El desenlace de esta historia no aparece en el libro, sino que se escribió hace tan solo unos días en los tribunales, cuando se aprobó el expediente de quiebra y disolución de Purdue Pharma y la familia Sackler aceptó pagar 4.500 millones de dólares durante los próximos diez años a los cerca de 3.000 demandantes afectados por los estragos del OxyContin. «Creo que se han salido con la suya, ya que no admiten haber cometido ningún acto ilegal y el juez aceptó que no se les podrá encauzar por esta cuestión nunca más», opina Radden Keefe.

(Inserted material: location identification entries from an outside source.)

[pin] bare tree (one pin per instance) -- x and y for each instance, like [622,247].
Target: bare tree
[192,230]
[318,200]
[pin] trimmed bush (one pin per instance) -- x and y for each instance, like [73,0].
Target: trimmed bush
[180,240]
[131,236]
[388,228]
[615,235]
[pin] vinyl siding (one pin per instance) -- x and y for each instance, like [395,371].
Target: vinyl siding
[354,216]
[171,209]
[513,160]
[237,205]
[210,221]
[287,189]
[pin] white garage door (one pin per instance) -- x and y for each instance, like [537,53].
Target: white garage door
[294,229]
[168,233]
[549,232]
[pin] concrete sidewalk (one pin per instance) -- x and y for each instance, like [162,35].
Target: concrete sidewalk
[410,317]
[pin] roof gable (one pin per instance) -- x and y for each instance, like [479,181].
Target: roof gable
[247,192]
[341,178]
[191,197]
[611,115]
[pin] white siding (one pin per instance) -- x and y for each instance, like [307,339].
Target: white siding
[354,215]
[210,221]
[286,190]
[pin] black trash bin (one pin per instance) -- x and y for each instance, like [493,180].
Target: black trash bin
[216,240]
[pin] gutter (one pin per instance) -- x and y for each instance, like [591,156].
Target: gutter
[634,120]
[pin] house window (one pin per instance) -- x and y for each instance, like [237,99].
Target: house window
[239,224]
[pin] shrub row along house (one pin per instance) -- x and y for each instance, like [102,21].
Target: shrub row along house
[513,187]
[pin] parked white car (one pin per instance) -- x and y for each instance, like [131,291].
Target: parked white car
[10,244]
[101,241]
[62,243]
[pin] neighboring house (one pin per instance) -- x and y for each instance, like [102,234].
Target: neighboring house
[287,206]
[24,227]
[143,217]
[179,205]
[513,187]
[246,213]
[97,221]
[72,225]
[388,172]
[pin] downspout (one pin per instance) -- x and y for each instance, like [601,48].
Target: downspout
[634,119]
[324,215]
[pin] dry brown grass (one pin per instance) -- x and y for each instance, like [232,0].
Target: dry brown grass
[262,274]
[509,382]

Otra cosa, añade, es lo que pueda ocurrir con su apellido, lo único que Isaac Sackler pudo legar a sus hijos tras arruinarse durante la Gran Depresión y lo que con más esmero se habían preocupado de mimar, cuidar y escribir en las letras más doradas y brillantes posibles. «Se han pasado toda su vida luciendo su apellido, haciendo de él una marca, y ahora ese apellido está a la baja», señala.

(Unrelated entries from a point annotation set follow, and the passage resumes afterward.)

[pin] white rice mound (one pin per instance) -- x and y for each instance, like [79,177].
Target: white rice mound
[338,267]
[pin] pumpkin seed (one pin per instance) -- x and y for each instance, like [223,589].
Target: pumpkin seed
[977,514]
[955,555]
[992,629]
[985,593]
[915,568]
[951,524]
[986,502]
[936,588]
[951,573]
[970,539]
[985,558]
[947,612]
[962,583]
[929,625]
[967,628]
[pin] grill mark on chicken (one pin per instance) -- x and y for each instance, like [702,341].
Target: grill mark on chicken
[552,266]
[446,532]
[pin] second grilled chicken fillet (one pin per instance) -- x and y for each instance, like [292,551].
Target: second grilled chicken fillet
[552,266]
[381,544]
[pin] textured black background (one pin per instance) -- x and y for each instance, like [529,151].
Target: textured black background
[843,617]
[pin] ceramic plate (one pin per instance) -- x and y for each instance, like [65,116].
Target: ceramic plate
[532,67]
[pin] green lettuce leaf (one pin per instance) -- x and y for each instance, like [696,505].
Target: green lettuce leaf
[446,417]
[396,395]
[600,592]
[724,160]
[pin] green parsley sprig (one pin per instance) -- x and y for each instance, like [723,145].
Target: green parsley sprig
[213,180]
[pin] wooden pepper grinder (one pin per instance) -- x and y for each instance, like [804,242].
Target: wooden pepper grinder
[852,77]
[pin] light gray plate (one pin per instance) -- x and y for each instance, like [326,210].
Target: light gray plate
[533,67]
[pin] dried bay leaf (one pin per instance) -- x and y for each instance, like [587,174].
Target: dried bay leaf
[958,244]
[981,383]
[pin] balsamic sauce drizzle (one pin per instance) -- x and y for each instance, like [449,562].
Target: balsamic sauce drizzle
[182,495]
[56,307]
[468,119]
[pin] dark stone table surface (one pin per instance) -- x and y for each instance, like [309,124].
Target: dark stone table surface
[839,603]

Tanto es así que instituciones como el Louvre de París o la Serpentine Gallery de Londres han empezado a borrar el nombre de los Sackler de sus espacios y el MET estudia renombrar el Ala Sackler para eliminar a sus antiguos mecenas de la ecuación. «Para una madre cuyo hijo ha muerto de sobredosis no es mucho consuelo que a los Sackler les quiten el nombre del MET, pero aunque no sea justicia, sí que es alguna cosa», defiende.

 

O, como les dijo Isaac Sackler a sus hijos, «si pierdes una fortuna siempre puedes amasar otra, pero si pierdes tu nombre no hay manera de recuperarlo».